La prima Georgiana descendió por el sendero que conducía hacia su pequeña morada. Vivía a media milla de distancia de Deerwood, y quería hacerle una visita a Amelia con el fin de averiguar si Doss ya había regresado a
casa. La prima Georgiana estaba impaciente por ver a Doss.
Tenía algo muy importante que decirle. Algo, estaba segura, que a Doss le encantaría escuchar. ¡Pobre Doss! Había vivido una existencia bastante aburrida.
En su fuero interno, la prima Georgiana tenía que admitir que a ella no le agradaría vivir bajo el yugo de Amelia. Pero ahora todo eso iba a cambiar. La prima Georgiana se sentía tremendamente importante. Mientras tanto, casi había olvidado preguntarse quién de ellos sería el siguiente.

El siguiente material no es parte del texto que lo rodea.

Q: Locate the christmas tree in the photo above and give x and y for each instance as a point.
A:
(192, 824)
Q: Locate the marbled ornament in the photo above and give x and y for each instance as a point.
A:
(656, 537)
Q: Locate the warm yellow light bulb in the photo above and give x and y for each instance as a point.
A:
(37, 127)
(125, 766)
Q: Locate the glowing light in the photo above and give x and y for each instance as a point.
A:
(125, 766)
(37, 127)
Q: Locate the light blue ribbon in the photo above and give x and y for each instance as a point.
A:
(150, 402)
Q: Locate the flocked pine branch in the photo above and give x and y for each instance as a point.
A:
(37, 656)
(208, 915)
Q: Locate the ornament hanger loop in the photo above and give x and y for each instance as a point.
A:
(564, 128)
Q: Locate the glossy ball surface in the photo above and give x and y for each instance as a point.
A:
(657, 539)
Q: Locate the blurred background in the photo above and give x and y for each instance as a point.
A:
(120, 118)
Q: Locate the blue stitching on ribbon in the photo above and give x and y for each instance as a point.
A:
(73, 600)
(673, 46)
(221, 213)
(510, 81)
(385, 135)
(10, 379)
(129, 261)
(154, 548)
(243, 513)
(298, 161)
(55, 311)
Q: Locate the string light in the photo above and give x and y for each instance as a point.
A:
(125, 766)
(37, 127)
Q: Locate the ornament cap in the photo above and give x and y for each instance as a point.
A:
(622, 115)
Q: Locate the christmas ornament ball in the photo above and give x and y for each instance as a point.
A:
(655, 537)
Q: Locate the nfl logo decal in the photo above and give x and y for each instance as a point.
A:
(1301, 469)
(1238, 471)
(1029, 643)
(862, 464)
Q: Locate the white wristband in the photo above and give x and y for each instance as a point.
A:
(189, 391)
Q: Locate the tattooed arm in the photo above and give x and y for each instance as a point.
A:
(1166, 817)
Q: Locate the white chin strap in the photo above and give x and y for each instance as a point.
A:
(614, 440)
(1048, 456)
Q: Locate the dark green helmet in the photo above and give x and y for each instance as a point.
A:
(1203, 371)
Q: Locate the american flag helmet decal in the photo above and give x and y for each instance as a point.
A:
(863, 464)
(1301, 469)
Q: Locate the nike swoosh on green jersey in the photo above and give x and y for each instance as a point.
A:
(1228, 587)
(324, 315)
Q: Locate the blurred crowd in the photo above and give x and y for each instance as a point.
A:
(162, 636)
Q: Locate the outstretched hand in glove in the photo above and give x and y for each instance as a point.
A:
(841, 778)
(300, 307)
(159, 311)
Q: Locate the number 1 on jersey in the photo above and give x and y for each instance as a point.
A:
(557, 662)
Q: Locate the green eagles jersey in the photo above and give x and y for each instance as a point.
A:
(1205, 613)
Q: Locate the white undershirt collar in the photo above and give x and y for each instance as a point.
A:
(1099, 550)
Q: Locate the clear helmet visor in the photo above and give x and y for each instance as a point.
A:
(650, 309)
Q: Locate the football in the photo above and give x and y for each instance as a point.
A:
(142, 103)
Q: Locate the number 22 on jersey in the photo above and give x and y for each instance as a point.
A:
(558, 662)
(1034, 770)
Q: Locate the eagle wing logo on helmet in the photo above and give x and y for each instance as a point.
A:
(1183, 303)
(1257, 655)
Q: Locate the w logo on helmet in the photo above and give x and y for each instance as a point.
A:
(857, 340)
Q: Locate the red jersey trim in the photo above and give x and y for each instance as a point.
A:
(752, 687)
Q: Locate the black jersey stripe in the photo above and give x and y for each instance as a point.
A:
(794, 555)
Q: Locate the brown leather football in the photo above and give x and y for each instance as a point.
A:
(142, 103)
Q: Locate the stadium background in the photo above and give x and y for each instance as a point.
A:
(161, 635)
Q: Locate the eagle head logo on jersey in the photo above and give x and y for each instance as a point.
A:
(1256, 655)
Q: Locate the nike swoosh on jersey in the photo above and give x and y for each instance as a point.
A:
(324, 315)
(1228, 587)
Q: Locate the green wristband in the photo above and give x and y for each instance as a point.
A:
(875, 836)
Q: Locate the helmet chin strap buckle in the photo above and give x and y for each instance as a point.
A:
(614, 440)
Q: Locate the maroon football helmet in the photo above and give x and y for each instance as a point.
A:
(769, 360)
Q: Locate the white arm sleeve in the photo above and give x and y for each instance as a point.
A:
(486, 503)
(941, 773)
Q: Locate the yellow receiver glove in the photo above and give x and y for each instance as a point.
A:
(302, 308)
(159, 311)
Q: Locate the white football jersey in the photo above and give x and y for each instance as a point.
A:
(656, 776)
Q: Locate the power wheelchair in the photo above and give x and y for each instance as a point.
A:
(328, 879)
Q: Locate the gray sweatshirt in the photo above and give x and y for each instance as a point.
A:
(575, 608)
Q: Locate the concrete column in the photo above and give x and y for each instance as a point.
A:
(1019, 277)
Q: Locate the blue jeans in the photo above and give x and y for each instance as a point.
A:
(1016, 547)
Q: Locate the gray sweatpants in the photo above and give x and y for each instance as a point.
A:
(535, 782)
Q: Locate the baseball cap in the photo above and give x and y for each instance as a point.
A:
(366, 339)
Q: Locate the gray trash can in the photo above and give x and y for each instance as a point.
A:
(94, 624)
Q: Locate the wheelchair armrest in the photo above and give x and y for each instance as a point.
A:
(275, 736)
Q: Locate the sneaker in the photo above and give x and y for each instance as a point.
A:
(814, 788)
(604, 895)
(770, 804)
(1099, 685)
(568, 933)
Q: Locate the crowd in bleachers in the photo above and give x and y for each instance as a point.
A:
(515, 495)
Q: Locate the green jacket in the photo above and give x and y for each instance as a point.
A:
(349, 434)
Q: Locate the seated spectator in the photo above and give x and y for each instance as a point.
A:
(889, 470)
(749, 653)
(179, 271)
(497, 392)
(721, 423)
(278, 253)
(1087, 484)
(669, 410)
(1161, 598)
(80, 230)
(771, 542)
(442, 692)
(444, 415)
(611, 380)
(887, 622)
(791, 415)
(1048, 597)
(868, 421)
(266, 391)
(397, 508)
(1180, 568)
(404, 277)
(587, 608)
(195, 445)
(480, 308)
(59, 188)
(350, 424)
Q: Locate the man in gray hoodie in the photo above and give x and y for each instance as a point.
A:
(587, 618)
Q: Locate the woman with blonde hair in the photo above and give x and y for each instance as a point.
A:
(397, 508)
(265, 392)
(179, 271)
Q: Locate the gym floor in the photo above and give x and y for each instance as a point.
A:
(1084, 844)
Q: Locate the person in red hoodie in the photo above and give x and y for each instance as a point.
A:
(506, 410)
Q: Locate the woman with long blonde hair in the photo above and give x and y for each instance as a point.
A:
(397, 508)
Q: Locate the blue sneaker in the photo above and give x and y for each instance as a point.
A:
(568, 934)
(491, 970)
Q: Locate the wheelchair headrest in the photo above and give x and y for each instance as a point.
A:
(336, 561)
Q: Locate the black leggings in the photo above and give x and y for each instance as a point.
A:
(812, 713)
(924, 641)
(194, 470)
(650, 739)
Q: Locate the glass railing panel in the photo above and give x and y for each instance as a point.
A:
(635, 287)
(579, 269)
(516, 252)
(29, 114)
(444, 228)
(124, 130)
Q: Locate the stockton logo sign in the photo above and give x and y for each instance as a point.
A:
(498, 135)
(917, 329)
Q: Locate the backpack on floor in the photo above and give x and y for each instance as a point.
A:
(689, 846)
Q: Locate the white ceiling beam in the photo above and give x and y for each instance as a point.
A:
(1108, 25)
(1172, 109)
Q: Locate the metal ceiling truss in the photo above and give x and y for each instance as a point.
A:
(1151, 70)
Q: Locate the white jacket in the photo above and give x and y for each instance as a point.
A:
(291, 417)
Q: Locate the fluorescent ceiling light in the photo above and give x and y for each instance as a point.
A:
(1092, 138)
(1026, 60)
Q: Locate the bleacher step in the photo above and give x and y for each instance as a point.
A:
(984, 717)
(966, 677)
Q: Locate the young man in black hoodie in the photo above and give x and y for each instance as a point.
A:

En ese preciso instante vio a la propia Doss avanzando por el camino que partía de la casa de Abel el Aullador, luciendo un peculiar vestido verde y un sombrero. ¡Qué suerte! La prima Georgiana tendría la oportunidad de contarle su secreto de inmediato, sin nadie presente que pudiese interrumpirla. Había que dar gracias, bien podría decirse, a la Providencia. Valancy, que vivía desde hacía cuatro días en su isla encantada, había decidido dirigirse a Deerwood y confesarle a sus parientes que era una mujer casada. De otro modo, si averiguasen que había desaparecido de casa de Abel el Aullador, podrían solicitar una orden de búsqueda sobre ella. Barney se había ofrecido a llevarla en coche, pero había preferido acudir sola. Le dirigió una sonrisa radiante a la prima Georgiana, quien, según recordaba, tal y como se suele hacer sobre alguien a quien se conoce desde hace mucho tiempo, en realidad nunca había sido una mala criatura. Valancy era tan feliz que podría haberle sonreído a cualquiera… incluso al tío James. No le disgustaba la compañía de la prima Georgiana. Además, desde que las casas a lo largo de la calle habían comenzado a volverse numerosas, era consciente de que muchos ojos curiosos la observaban detrás de cada ventana.
—Supongo que te diriges a casa, querida Doss —dijo la prima Georgiana mientras estrechaban las manos y examinaba furtivamente el vestido de Valancy,
preguntándose si llevaría puesta una enagua.
—Tarde o temprano —repuso Valancy un tanto enigmática.
—Entonces te acompañaré. Quería hablar contigo expresamente, querida Doss. Tengo que contarte algo de lo más maravilloso.
—¿Sí? —preguntó Valancy distraídamente. ¿Qué demonios se traía entre manos la prima Georgiana que le hacía darse tanta importancia y mostrarse tan misteriosa? ¿Acaso importaba? No. Nada importaba salvo Barney y el Castillo Azul, allá en Mistawis.
—¿Quién crees que vino a visitarme el otro día? —preguntó la prima Georgiana con aires de superioridad.
Valancy fue incapaz de adivinarlo.
—Edward Beck —la prima Georgiana bajó la voz hasta casi un susurro—. Edward Beck.
¿A qué venía esa cursiva? ¿Se estaba sonrojando la prima Georgiana?
—¿Quién diablos es Edward Beck? —preguntó Valancy con indiferencia.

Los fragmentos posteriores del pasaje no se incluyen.